黒い服と白い服――二人の少女は、それほどに美しかった

おまけに二人とも生足――こんな住宅街では有り得ないくらいに、生足まる出しだった。

「君って、三上倫太くんだよね?あたし、君のお父さんのファンなんだ」

まずは黒い服が、ばちりと音がしてきそうなウインク&モデル立ち
ずいっとアピールされる太もも。
生足、付け根まで、まる見え

「うふふ…じゃあ私は、倫太くんのファンになっちゃおっかナぁ?」

続いて白い服が、ちょっと腰をかがめながら、微笑みはそのままに上目遣い。
こちらは、胸元から、ちらり。
張りのある丸み――見事な小玉スイカでした。

ぞくり。

彼女たちとの距離は数メートル。
なのに、間近から吐息を吹きかけられたような錯覚。
産毛の一本一本を、微細な指で撫でられてるみたいな――ぞくり。
背筋を走る悪寒は、恐怖を取り除けば、快感に等しかった。

そして、快感の根底にあるのは、絶望。
蠱惑を伴った、諦念。

心のなかで、僕は叫んだ。
(惑わされるな!)

白い服が、右手を横に伸ばして言った。
「神の左手」

黒い服が、左手を横に伸ばして言った。
「悪魔の右手」

心のなかで、僕は、もう一度叫んだ。
(惑わされるな!)

「では逆の手は?」
と、白い服。

伸ばした手と手が触れあい、細くて白い指が絡みあう。
桜色のマニキュア。
空いた手で弄る艶プルの唇は、見るからに柔らかそうで、僕は、僕は……
(うわあ。エロい!)
……僕は、既に八割がた惑わされてしまっていた。

ダメじゃん!僕!!!!!

一方の彼女たちはといえば、そんな僕を見下すように目を眇めている。
儀式的というか、小芝居めいた言葉の連なりは、更に続いていった。

「では逆の手は?」
と、今度は黒い服。

改めて僕は、自分の知ってるキレイな女性たちを思いだす。
コトリ、ヒカリ、母さん、ついでに父さんの仕事関係の女性たち。
彼女たちの美貌についての記憶を総動員した――いや、

「花を弄って匂わす手?」

いや――総動員というのは、違う。
まだ、全部を思い出してはいなかった。

「違う。
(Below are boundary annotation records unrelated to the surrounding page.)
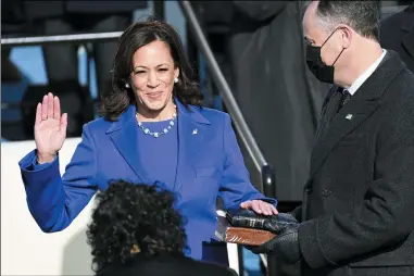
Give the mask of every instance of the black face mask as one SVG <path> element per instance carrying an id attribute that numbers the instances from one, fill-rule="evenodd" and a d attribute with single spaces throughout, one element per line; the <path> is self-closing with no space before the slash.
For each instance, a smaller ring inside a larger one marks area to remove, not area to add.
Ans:
<path id="1" fill-rule="evenodd" d="M 334 71 L 335 71 L 334 65 L 344 50 L 343 48 L 342 51 L 338 54 L 333 65 L 326 65 L 322 61 L 321 49 L 329 40 L 329 38 L 335 34 L 336 30 L 337 29 L 335 29 L 333 34 L 328 36 L 328 38 L 322 43 L 322 46 L 312 46 L 310 43 L 306 45 L 308 67 L 313 73 L 313 75 L 315 75 L 315 77 L 322 83 L 334 84 Z"/>

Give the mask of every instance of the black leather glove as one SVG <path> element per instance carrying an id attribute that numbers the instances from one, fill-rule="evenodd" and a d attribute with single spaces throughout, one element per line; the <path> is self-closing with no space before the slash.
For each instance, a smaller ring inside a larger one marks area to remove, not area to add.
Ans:
<path id="1" fill-rule="evenodd" d="M 285 263 L 296 263 L 300 261 L 300 250 L 298 241 L 299 223 L 290 214 L 278 214 L 277 217 L 265 223 L 264 229 L 277 236 L 272 240 L 251 248 L 253 253 L 275 253 Z"/>

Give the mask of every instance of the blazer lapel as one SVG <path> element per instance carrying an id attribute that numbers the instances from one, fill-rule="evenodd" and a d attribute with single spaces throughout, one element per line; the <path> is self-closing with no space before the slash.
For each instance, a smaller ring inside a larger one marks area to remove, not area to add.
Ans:
<path id="1" fill-rule="evenodd" d="M 412 12 L 406 12 L 406 18 L 404 24 L 401 26 L 401 30 L 406 33 L 402 38 L 402 45 L 407 51 L 407 53 L 414 58 L 414 14 Z"/>
<path id="2" fill-rule="evenodd" d="M 148 183 L 149 179 L 142 170 L 143 166 L 141 165 L 141 160 L 137 152 L 139 141 L 135 114 L 136 106 L 130 105 L 128 110 L 121 115 L 120 121 L 112 124 L 106 134 L 110 135 L 112 142 L 138 178 L 142 183 Z M 109 162 L 111 161 L 109 160 Z"/>
<path id="3" fill-rule="evenodd" d="M 202 145 L 204 125 L 210 122 L 195 106 L 187 110 L 178 100 L 178 163 L 174 190 L 179 191 L 185 183 L 195 177 L 193 163 Z"/>
<path id="4" fill-rule="evenodd" d="M 388 51 L 382 63 L 334 117 L 327 130 L 319 137 L 311 158 L 311 177 L 336 145 L 378 108 L 379 99 L 387 86 L 403 68 L 397 53 Z"/>

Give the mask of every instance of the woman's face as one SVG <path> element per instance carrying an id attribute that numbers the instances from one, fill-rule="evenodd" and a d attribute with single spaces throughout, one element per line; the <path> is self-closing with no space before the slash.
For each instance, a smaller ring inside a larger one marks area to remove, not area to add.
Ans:
<path id="1" fill-rule="evenodd" d="M 173 104 L 174 79 L 179 70 L 165 42 L 155 40 L 139 48 L 134 53 L 133 67 L 130 86 L 137 96 L 138 109 L 154 112 Z"/>

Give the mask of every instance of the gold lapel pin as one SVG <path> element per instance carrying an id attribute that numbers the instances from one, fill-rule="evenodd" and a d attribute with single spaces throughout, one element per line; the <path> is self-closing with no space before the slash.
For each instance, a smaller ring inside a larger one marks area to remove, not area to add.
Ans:
<path id="1" fill-rule="evenodd" d="M 141 249 L 138 247 L 138 244 L 134 244 L 133 248 L 130 249 L 131 254 L 137 254 L 141 252 Z"/>
<path id="2" fill-rule="evenodd" d="M 348 115 L 346 116 L 347 120 L 352 120 L 352 117 L 353 117 L 352 114 L 348 114 Z"/>

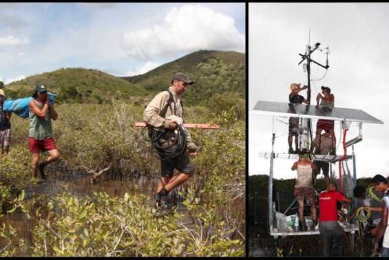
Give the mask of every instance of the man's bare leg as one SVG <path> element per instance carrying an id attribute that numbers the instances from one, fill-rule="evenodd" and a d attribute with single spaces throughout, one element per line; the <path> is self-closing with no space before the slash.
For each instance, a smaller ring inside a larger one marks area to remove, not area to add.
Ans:
<path id="1" fill-rule="evenodd" d="M 172 178 L 170 181 L 165 186 L 165 189 L 168 192 L 171 191 L 180 184 L 185 182 L 193 173 L 194 172 L 191 174 L 180 172 L 178 175 L 175 176 L 174 178 Z"/>

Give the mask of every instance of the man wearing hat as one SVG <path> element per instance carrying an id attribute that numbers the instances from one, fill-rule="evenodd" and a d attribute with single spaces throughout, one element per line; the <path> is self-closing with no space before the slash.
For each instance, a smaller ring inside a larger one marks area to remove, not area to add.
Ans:
<path id="1" fill-rule="evenodd" d="M 293 83 L 291 84 L 291 93 L 289 94 L 289 103 L 295 104 L 301 104 L 302 103 L 308 103 L 308 101 L 305 98 L 299 94 L 299 92 L 302 90 L 308 88 L 308 86 L 304 86 L 300 88 L 301 84 L 296 84 Z M 288 153 L 299 153 L 299 140 L 298 140 L 298 132 L 299 132 L 299 118 L 298 117 L 289 117 L 289 134 L 288 135 L 288 143 L 289 144 L 289 150 Z M 293 151 L 292 148 L 292 141 L 293 136 L 295 137 L 295 146 L 296 147 L 295 151 Z"/>
<path id="2" fill-rule="evenodd" d="M 174 115 L 182 119 L 184 121 L 181 96 L 193 83 L 184 73 L 176 73 L 171 79 L 169 90 L 158 94 L 145 109 L 143 119 L 146 123 L 153 127 L 156 131 L 165 132 L 167 139 L 174 136 L 178 122 L 175 119 L 167 118 Z M 169 143 L 167 139 L 166 141 Z M 187 148 L 191 155 L 196 155 L 198 148 L 190 140 L 188 140 Z M 195 172 L 195 167 L 185 151 L 174 158 L 164 159 L 161 157 L 160 161 L 161 179 L 156 188 L 156 193 L 154 194 L 154 199 L 157 205 L 161 206 L 162 208 L 167 208 L 167 194 L 192 176 Z M 179 171 L 179 174 L 173 177 L 175 168 Z"/>
<path id="3" fill-rule="evenodd" d="M 45 179 L 44 168 L 59 158 L 53 138 L 52 119 L 56 120 L 58 114 L 54 103 L 49 103 L 49 94 L 46 86 L 42 84 L 36 86 L 33 99 L 30 101 L 29 148 L 32 152 L 32 177 L 36 178 L 39 170 L 40 177 Z M 41 151 L 48 151 L 49 157 L 45 161 L 39 161 Z"/>
<path id="4" fill-rule="evenodd" d="M 0 148 L 2 154 L 6 155 L 10 150 L 11 143 L 11 113 L 4 111 L 3 106 L 6 99 L 4 90 L 0 89 Z"/>
<path id="5" fill-rule="evenodd" d="M 375 252 L 378 252 L 379 250 L 379 241 L 382 237 L 383 240 L 381 248 L 381 257 L 389 257 L 389 231 L 388 228 L 388 209 L 389 209 L 389 183 L 387 178 L 381 174 L 377 174 L 372 178 L 374 188 L 380 192 L 383 193 L 383 197 L 381 203 L 381 219 L 377 229 L 375 238 Z M 373 210 L 372 208 L 370 210 Z"/>
<path id="6" fill-rule="evenodd" d="M 322 95 L 320 93 L 317 94 L 316 97 L 316 106 L 320 105 L 322 107 L 328 108 L 332 110 L 334 108 L 335 97 L 331 93 L 331 89 L 328 87 L 322 86 Z M 320 102 L 320 103 L 319 103 Z M 320 152 L 320 134 L 322 130 L 326 130 L 330 132 L 330 136 L 333 139 L 333 147 L 330 154 L 336 154 L 336 137 L 334 132 L 334 121 L 333 120 L 319 119 L 316 125 L 316 154 L 321 154 Z"/>

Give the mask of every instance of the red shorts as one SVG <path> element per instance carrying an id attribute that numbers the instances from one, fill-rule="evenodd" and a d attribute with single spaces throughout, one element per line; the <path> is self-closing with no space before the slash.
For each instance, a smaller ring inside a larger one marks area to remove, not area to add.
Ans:
<path id="1" fill-rule="evenodd" d="M 35 140 L 32 137 L 28 139 L 30 143 L 28 148 L 32 152 L 39 152 L 40 151 L 50 151 L 56 149 L 54 138 L 45 138 L 43 140 Z"/>
<path id="2" fill-rule="evenodd" d="M 315 199 L 315 190 L 310 187 L 295 187 L 294 194 L 297 199 Z"/>
<path id="3" fill-rule="evenodd" d="M 316 128 L 320 128 L 328 131 L 333 130 L 334 121 L 333 120 L 319 119 L 319 121 L 317 121 L 317 124 L 316 125 Z"/>

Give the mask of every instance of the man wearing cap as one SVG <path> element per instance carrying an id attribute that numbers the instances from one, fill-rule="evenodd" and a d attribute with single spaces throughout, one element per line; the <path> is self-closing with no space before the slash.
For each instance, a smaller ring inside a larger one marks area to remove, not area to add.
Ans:
<path id="1" fill-rule="evenodd" d="M 8 154 L 11 143 L 11 113 L 3 109 L 5 99 L 6 93 L 0 89 L 0 147 L 3 155 Z"/>
<path id="2" fill-rule="evenodd" d="M 295 185 L 293 193 L 299 204 L 299 230 L 300 231 L 306 231 L 308 229 L 308 227 L 306 226 L 304 219 L 304 199 L 307 199 L 311 205 L 311 212 L 314 226 L 316 226 L 315 223 L 317 222 L 316 203 L 315 203 L 314 197 L 315 189 L 313 188 L 312 180 L 312 172 L 313 170 L 317 170 L 317 168 L 311 161 L 308 150 L 304 149 L 298 161 L 293 163 L 292 170 L 297 170 L 297 177 L 296 178 L 296 184 Z"/>
<path id="3" fill-rule="evenodd" d="M 320 105 L 322 107 L 328 108 L 332 110 L 334 108 L 335 97 L 331 93 L 331 89 L 328 87 L 322 86 L 322 95 L 320 93 L 317 94 L 316 97 L 316 106 Z M 320 103 L 319 103 L 320 102 Z M 330 132 L 330 135 L 333 139 L 333 147 L 330 154 L 336 154 L 336 137 L 334 132 L 334 121 L 333 120 L 319 119 L 316 125 L 316 153 L 321 154 L 320 152 L 320 134 L 322 130 L 327 130 Z"/>
<path id="4" fill-rule="evenodd" d="M 308 101 L 305 98 L 299 94 L 299 92 L 302 90 L 308 88 L 308 86 L 304 86 L 300 88 L 301 84 L 296 84 L 293 83 L 291 84 L 291 93 L 289 94 L 289 103 L 295 104 L 301 104 L 302 103 L 308 103 Z M 298 132 L 299 132 L 299 118 L 298 117 L 289 117 L 289 134 L 288 135 L 288 143 L 289 144 L 289 150 L 288 153 L 299 153 L 299 140 L 298 140 Z M 292 148 L 292 141 L 293 136 L 295 137 L 295 146 L 296 147 L 295 151 L 293 151 Z"/>
<path id="5" fill-rule="evenodd" d="M 166 132 L 167 143 L 170 141 L 169 137 L 174 136 L 174 130 L 177 128 L 178 123 L 175 119 L 167 118 L 175 115 L 182 119 L 182 122 L 184 121 L 181 95 L 193 83 L 193 81 L 184 73 L 176 73 L 171 79 L 171 86 L 169 90 L 158 94 L 145 109 L 143 119 L 147 125 L 152 126 L 154 130 Z M 173 100 L 169 103 L 171 94 Z M 198 148 L 190 140 L 188 140 L 187 148 L 191 155 L 196 155 Z M 154 199 L 157 205 L 167 208 L 166 199 L 169 192 L 192 176 L 195 172 L 195 167 L 185 151 L 174 158 L 161 158 L 160 162 L 161 179 L 154 194 Z M 175 168 L 179 171 L 179 174 L 173 177 Z"/>
<path id="6" fill-rule="evenodd" d="M 59 158 L 52 134 L 52 119 L 56 120 L 58 114 L 54 103 L 49 103 L 49 94 L 44 85 L 38 84 L 30 101 L 29 148 L 32 152 L 32 177 L 36 178 L 37 170 L 41 179 L 45 179 L 44 168 Z M 41 151 L 48 151 L 49 157 L 43 162 L 39 161 Z"/>
<path id="7" fill-rule="evenodd" d="M 344 237 L 343 228 L 337 222 L 337 201 L 350 203 L 351 199 L 336 190 L 336 184 L 330 182 L 327 189 L 319 196 L 319 231 L 322 240 L 323 256 L 329 257 L 331 251 L 333 239 L 335 245 L 339 248 L 341 252 L 337 252 L 337 257 L 341 257 L 344 247 Z"/>
<path id="8" fill-rule="evenodd" d="M 379 250 L 379 242 L 382 237 L 383 241 L 382 248 L 381 248 L 381 257 L 389 257 L 389 231 L 388 230 L 388 209 L 389 208 L 389 197 L 388 193 L 389 191 L 389 183 L 387 178 L 381 174 L 377 174 L 372 178 L 374 188 L 379 192 L 383 193 L 380 212 L 381 219 L 378 225 L 375 238 L 375 252 L 378 253 Z M 371 208 L 372 210 L 374 208 Z"/>
<path id="9" fill-rule="evenodd" d="M 333 148 L 333 141 L 330 135 L 330 131 L 326 129 L 324 133 L 320 134 L 320 154 L 327 155 Z M 316 139 L 313 139 L 313 146 L 315 146 Z M 317 166 L 317 170 L 315 171 L 315 179 L 316 180 L 317 174 L 320 174 L 320 170 L 322 170 L 323 171 L 323 175 L 324 175 L 326 185 L 328 185 L 330 183 L 330 163 L 324 161 L 315 161 L 315 164 Z"/>

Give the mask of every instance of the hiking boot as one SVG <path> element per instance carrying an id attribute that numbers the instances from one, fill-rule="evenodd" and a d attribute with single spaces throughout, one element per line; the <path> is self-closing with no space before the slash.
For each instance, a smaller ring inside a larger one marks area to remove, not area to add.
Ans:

鳥をいずこに迷わす手?」

全部じゃない。
僕はまだ、僕の知る、すべての美少女を思い出してはいない。

「違う。風を光に酔わさす手?」

記憶の中から、未だ立ち上がっていない人がいる。
加えていえば彼女は、僕が知る中でも、いちばん美しい人だ。

「違う。月の女神を慰む手?」

彼女の、名前は……そして、

「違う。何故なら逆の手は……」

そして最後に、二人の声が揃った。

「「天使と悪魔が戯る手!」」

渦巻く光と闇が二人を包み、白と黒がひとつになっていく。
そして、僕は叫んでいた。

「狛江さん!」

彼女の名前を、僕は叫んでいた。

「狛江さん!」

狛江さくら――僕が知る、もっとも美しい女性の名前を。

「狛江さん!おはよう!」

返事は、すぐに返ってきた。

「おう。おはようって……自分、何してんの?」

訊ねる狛江さんは、ぽかんと困惑気味の顔だった。